Prototype Servo Design:
Figure 1: Side view of prototype servo design
Figure 2: Front view of prototype servo design
Figure 3: Top view of prototype servo design
Figure 4: Assembled view of prototype servo design
Final Servo Design:
Figure 5: Assembled view of final servo design
Figure 6: Isometric view of final part design
Attached to the servo on the side of the support arm, the purpose is for it to act as a physical brake to conserve energy. Because the servo is lightweight and has a great power output, the goal of this design is to achieve results with braking as accurate in stopping as power braking, with only a slight power variation from the coasting method of stopping (Refer to Coasting vs. Power Braking Testing and Servo Testing: Purpose and Methodology down below for more detail).
Servo Testing: Purpose and Methodology
The purpose of this experiment was to test the efficiency of a servo arm and motor as a method of braking compared to coasting the vehicle and power braking the vehicle.
The experiment was conducted in a similar manner as the Coasting vs Power Braking experiment, as the vehicle runs at a constant power for a set amount of time, then the method of braking is applied at the end.
The design of the servo arm was heavily inspired by the wheel design, as the part is intended to be an even fit to the track. The servo arm works by lowering the part to the surface of the track at a set time and cutting off power to the motors, it resists the motion of the vehicle and causes it to come to a complete stop.
Several configurations were applied, such as using rubber on the part to increase friction, therefore decrease stopping time. However, this proved to have safety concerns. With the rubber, the results came as expected and stopped sooner, but the braking was too sudden and would come close to falling off the track, especially at higher speeds.
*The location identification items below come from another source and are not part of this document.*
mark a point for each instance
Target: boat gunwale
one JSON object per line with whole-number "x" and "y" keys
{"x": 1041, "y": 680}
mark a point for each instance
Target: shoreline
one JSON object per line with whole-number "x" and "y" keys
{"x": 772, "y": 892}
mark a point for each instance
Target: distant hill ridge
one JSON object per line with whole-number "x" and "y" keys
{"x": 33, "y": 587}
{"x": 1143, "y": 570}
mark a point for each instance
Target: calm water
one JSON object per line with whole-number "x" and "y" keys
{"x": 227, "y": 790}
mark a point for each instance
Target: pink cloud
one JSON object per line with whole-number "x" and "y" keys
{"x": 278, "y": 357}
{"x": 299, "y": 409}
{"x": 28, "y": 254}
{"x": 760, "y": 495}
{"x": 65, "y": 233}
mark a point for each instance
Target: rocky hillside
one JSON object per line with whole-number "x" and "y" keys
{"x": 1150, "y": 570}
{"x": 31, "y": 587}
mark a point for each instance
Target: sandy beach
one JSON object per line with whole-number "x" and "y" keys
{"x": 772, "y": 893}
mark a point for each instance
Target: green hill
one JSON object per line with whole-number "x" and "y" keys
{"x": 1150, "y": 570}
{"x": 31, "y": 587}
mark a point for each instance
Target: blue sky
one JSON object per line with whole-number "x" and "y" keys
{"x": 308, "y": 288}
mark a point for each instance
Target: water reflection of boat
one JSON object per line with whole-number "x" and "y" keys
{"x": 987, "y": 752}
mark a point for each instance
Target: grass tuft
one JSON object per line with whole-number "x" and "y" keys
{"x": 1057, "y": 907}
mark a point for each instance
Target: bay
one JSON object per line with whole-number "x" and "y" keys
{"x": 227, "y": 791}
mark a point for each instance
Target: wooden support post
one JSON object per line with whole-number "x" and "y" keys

The use of the servo without reinforcement about the arm was also applied. Experimentation proved that reinforcement was needed because the structure of the arm without reinforcement was not sturdy enough to hold on its own.
Servo Data:
Figure 7: Servo Braking Graph
Energy Consumption:
Trial 1: 13.950 J
Trial 2: 13.947 J
Trial 3: 13.962 J
Average: 13.953 J
Average Braking Distance: 0.1858 Meters